The Big Sin (Exodus 32:1-6)

Right after the people have been saved by God with mighty power, seen in the ten plagues and the parting of the sea; right after they have seen the awesome power of God, heard His voice and been overcome with the fear of His glory, they fall flat on their faces. This is the big sin of Israel. Fashioning an idol, right after they had heard God’s own word forbidding such a thing. It is incredible. It is unbelievable. That is until you think that they—just as we—are sinners and incapable of anything else.

This is the same sin that Israel (the Northern Kingdom) will commit centuries later and will be sent into exile just as God in His covenant warns. And there are three things that we need to see in this act of sin.

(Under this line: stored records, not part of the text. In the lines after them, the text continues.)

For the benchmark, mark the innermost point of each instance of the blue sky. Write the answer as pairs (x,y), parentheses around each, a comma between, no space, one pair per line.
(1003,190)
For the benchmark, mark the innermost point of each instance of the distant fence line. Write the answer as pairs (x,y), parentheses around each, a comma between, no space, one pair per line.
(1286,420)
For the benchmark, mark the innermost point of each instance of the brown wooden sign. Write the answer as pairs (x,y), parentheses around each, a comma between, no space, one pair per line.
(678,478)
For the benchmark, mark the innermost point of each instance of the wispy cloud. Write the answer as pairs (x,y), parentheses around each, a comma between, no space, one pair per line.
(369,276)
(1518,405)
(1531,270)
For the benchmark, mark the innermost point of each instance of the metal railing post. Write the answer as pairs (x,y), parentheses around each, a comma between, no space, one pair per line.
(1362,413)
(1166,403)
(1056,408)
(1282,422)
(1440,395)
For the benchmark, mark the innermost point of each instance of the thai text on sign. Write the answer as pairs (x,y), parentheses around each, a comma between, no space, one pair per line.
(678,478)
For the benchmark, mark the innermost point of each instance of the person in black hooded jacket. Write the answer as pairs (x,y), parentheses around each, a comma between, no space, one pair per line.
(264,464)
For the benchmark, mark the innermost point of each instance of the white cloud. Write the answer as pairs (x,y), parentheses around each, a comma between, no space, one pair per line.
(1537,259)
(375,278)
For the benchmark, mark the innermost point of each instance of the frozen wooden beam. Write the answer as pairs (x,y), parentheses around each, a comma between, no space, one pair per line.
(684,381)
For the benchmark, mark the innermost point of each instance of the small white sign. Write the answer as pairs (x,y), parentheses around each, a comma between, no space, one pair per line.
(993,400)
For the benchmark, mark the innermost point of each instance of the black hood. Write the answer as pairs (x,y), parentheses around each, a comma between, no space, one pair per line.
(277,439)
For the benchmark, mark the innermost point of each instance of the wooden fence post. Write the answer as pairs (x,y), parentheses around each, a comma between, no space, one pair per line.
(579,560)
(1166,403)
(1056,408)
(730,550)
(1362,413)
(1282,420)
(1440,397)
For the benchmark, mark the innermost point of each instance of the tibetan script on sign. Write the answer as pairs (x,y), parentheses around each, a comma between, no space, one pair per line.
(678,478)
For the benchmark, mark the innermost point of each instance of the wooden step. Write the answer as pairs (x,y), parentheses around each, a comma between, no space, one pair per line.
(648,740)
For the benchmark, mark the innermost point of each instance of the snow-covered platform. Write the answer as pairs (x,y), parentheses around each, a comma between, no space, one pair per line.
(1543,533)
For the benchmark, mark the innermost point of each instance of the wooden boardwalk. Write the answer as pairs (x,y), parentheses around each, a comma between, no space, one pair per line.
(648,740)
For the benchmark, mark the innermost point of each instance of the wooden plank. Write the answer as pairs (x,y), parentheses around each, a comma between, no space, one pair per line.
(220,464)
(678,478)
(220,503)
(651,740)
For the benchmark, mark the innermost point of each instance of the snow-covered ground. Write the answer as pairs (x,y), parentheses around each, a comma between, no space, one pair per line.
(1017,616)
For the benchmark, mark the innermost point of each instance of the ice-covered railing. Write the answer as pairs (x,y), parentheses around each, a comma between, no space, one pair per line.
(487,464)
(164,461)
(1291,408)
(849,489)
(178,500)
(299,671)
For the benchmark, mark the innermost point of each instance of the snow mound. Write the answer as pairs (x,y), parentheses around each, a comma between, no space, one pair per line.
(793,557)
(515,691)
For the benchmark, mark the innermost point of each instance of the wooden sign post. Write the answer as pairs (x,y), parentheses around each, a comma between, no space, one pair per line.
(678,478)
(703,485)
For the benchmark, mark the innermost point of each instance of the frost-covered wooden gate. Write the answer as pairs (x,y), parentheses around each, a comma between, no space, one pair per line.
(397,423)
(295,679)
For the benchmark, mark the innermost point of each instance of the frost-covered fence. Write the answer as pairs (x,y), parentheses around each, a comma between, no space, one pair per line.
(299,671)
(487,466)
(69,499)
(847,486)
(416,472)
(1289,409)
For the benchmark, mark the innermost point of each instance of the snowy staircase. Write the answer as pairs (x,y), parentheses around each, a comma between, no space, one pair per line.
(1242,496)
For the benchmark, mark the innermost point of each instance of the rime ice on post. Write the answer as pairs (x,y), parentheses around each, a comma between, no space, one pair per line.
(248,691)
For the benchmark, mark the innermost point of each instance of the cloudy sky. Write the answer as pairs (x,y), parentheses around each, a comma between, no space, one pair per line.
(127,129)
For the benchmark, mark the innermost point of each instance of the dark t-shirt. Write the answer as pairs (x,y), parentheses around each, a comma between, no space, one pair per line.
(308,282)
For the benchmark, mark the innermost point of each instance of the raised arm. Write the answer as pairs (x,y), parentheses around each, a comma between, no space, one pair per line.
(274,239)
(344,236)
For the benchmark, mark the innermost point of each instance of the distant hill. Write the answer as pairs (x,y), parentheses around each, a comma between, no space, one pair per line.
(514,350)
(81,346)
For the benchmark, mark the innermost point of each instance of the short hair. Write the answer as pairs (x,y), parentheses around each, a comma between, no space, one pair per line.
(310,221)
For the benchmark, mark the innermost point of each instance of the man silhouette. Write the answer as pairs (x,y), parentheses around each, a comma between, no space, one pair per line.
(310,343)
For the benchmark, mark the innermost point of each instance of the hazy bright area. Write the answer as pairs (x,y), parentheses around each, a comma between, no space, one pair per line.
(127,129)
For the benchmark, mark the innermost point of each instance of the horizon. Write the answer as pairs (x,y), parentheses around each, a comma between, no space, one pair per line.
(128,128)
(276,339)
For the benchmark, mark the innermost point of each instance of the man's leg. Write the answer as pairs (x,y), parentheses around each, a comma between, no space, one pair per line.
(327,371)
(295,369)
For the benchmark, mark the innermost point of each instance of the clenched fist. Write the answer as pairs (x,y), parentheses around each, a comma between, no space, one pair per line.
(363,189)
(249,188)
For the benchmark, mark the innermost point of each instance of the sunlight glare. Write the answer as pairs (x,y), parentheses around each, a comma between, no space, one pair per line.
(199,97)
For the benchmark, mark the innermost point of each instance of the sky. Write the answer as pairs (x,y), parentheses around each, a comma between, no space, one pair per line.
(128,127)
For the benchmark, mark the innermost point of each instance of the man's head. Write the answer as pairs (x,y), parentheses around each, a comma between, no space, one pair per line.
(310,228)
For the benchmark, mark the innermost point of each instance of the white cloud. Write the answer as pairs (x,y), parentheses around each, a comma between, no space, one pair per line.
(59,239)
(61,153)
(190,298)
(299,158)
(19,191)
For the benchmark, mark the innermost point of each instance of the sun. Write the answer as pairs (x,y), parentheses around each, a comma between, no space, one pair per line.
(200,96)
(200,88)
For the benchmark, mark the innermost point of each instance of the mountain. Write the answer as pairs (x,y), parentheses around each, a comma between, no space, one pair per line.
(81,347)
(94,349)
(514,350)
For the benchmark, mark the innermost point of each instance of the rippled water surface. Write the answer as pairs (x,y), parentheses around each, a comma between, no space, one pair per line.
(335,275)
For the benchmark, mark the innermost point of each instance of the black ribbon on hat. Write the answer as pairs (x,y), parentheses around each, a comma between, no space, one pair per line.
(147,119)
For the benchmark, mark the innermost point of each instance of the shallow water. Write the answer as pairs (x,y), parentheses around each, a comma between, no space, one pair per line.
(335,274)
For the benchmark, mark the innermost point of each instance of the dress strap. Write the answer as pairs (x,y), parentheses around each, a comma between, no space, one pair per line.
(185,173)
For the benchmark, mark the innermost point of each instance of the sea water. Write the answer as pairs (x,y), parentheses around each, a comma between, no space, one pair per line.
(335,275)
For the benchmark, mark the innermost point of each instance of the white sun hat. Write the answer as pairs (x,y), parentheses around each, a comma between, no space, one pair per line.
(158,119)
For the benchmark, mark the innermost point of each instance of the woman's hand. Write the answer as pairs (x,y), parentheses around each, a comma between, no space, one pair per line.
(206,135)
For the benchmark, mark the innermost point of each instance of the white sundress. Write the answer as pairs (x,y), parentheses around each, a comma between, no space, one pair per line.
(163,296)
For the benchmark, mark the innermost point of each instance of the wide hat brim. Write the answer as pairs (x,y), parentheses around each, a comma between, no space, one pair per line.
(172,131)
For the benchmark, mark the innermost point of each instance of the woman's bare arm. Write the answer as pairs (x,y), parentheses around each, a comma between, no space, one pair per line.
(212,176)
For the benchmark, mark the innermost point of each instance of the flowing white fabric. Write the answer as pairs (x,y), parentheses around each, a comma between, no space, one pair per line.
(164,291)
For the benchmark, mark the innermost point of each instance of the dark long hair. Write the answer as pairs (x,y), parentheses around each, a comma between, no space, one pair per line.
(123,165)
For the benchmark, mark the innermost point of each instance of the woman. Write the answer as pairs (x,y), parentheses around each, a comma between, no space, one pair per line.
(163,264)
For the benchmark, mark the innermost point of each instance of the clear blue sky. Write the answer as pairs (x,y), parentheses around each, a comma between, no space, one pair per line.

1. The people did not listen to God. In 20:19, they are too overcome with fear to hear God’s words. They ask Moses to listen to God and to pass His words along to them. So, it is Moses (and Joshua) up on the mountain for forty days receiving God’s instructions and not the people. This is a part of why the people were impatiently waiting at the bottom of the mountain, and partially why they ended up taking matters into their own hands. We need to—right from the start after salvation—listen to God’s words daily.

2. God’s purpose for Israel was to be His special, different, holy people. But they, left to their own devices, wanted to be like everyone else. They wanted tangible, symbolic gods. They wanted to worship something they could see. Something they could control. Something that they weren’t afraid of. Later on, Israel would reject God again in an effort to be like other nations, when they asked for a man to be king over them. In our salvation, we need to embrace being different from the world around us.

3. Aaron tries to soften the sin by claiming that they are worshiping a representation of YHWH. And, even though this is not really what the people seem to have done, the syncretism of idol worship and the worship of YHWH almost seems to have been worse even than an outright abandonment of YHWH for paganism. Yet we too, too often do the same thing. Look at Christianity everywhere it is found in the world. Even—especially—in the West. We make God in our own image, tie His worship into political, social, stylistic ideas that appeal to us rather than Scripture.